Свидригайлов встал и опомнился. Злобная и насмешливая улыбка медленно выдавливалась на дрожавших еще губах его.
— Там никого нет дома, — проговорил он тихо и с расстановками, — хозяйка ушла, и напрасный труд так кричать: только себя волнуете понапрасну.
—
— Я ключ потерял и не могу его отыскать.
— А! Так это насилие! — вскричала Дуня, побледнела как смерть и бросилась в угол, где поскорей заслонилась столиком, случившимся под рукой. Она не кричала; но она впилась взглядом в своего мучителя и зорко следила за каждым его движением. Свидригайлов тоже не двигался с места и стоял против нее на другом конце комнаты. Он даже овладел собою, по крайней мере снаружи. Но лицо его было бледно по-прежнему. Насмешливая улыбка не покидала его.
— Вы сказали сейчас «насилие», Авдотья Романовна. Если насилие, то сами можете рассудить, что я принял меры. Софьи Семеновны дома нет; до Капернаумовых очень далеко, пять запертых комнат. Наконец, я по крайней мере вдвое сильнее вас, и, кроме того, мне бояться нечего, потому что вам и потом нельзя жаловаться: ведь не захотите же вы предать в самом деле вашего брата? Да и не поверит вам никто: ну с какой стати девушка пошла одна к одинокому человеку на квартиру? Так что, если даже и братом пожертвуете, то и тут ничего не докажете: насилие очень трудно доказать, Авдотья Романовна.
— Подлец! — прошептала Дуня в негодовании.
— Как хотите, но заметьте, я говорил еще только в виде предположения. По моему же личному убеждению, вы совершенно правы: насилие — мерзость. Я говорил только к тому, что на совести вашей ровно ничего не останется, если бы даже… если бы даже вы и захотели спасти вашего брата добровольно, так, как я вам предлагаю.

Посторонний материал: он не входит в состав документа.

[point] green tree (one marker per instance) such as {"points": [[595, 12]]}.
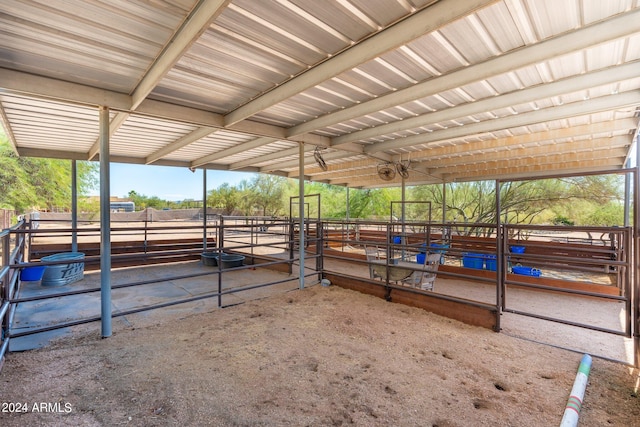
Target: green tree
{"points": [[226, 197], [38, 183], [267, 193]]}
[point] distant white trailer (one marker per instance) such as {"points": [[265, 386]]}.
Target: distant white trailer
{"points": [[122, 206]]}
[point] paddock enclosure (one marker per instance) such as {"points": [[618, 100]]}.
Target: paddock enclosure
{"points": [[360, 94]]}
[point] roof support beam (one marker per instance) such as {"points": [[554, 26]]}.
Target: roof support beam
{"points": [[273, 156], [550, 90], [623, 100], [420, 23], [180, 143], [477, 148], [583, 38], [196, 23], [250, 145]]}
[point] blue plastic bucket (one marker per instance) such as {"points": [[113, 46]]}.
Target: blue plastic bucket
{"points": [[32, 274], [471, 260], [63, 274], [491, 263], [526, 271]]}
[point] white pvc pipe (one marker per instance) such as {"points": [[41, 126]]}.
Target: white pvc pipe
{"points": [[572, 410]]}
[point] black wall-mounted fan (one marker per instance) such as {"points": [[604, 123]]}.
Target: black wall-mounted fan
{"points": [[403, 169], [386, 171], [317, 154]]}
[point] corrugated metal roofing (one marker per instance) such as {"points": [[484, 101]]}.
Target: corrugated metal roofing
{"points": [[461, 89]]}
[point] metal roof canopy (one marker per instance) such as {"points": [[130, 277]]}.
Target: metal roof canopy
{"points": [[458, 90]]}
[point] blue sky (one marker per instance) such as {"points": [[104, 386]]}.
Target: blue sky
{"points": [[168, 183]]}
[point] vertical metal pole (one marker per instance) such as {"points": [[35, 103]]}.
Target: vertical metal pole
{"points": [[348, 207], [105, 225], [635, 295], [204, 210], [74, 206], [500, 301], [301, 211], [444, 202], [403, 214], [627, 194]]}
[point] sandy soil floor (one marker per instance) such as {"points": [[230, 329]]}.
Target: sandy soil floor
{"points": [[316, 357]]}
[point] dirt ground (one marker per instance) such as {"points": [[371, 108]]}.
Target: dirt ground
{"points": [[316, 357]]}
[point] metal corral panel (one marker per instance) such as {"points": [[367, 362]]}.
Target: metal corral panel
{"points": [[464, 90]]}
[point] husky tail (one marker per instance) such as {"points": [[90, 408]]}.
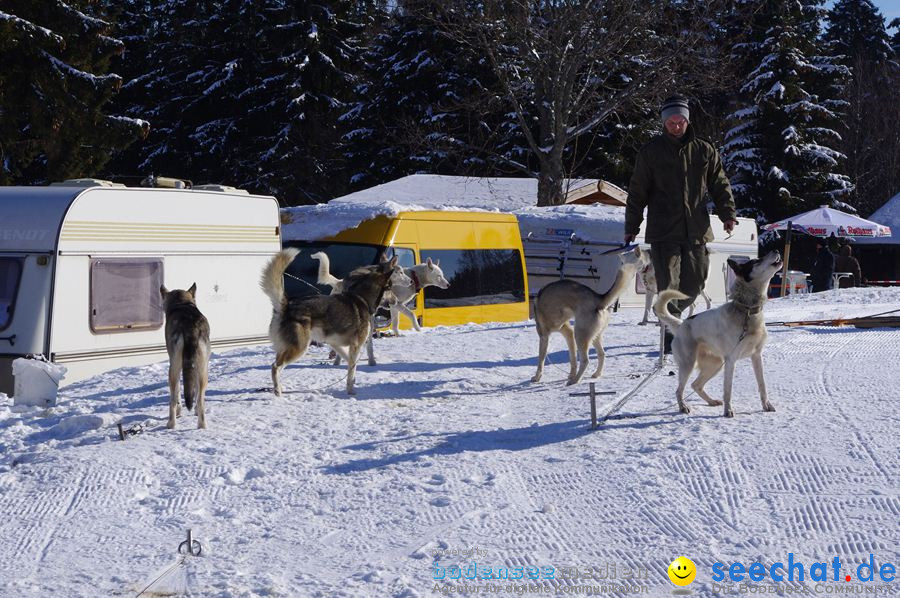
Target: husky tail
{"points": [[661, 307], [325, 276], [272, 280]]}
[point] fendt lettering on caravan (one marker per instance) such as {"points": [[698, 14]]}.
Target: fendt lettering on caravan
{"points": [[81, 264]]}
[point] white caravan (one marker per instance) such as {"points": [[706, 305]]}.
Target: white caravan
{"points": [[81, 267], [579, 242]]}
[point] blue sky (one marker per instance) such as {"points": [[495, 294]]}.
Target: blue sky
{"points": [[889, 8]]}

Вы просто, значит, подчинились обстоятельствам, ну силе, наконец, если уж без этого слова нельзя. Подумайте об этом; судьба вашего брата и вашей матери в ваших руках. Я же буду ваш раб… всю жизнь… я вот здесь буду ждать…
Свидригайлов сел на диван, шагах в восьми от Дуни. Для нее уже не было ни малейшего сомнения в его непоколебимой решимости. К тому же она его знала…
Вдруг она вынула из кармана револьвер, взвела курок и опустила руку с револьвером на столик. Свидригайлов вскочил с места.
— Ага! Так вот как! — вскричал он в удивлении, но злобно усмехаясь, — ну, это совершенно изменяет ход дела! Вы мне чрезвычайно облегчаете дело сами, Авдотья Романовна! Да где это вы револьвер достали? Уж не господин ли Разумихин? Ба! Да револьвер-то мой! Старый знакомый! А я-то его тогда как искал!.. Наши деревенские уроки стрельбы, которые я имел честь вам давать, не пропали-таки даром.
— Не твой револьвер, а Марфы Петровны, которую ты убил, злодей! У тебя ничего не было своего в ее доме.
Дуня была в исступлении. Револьвер она держала наготове.
— Ну, а брат? Из любопытства спрашиваю, — спросил Свидригайлов, всё еще стоя на месте.
— Доноси, если хочешь! Ни с места! Не сходи! Я выстрелю! Ты жену отравил, я знаю, ты сам убийца!..
— А вы твердо уверены, что я Марфу Петровну отравил?
— Ты! Ты мне сам намекал; ты мне говорил об яде… я знаю, ты за ним ездил… у тебя было готово… Это непременно ты… подлец!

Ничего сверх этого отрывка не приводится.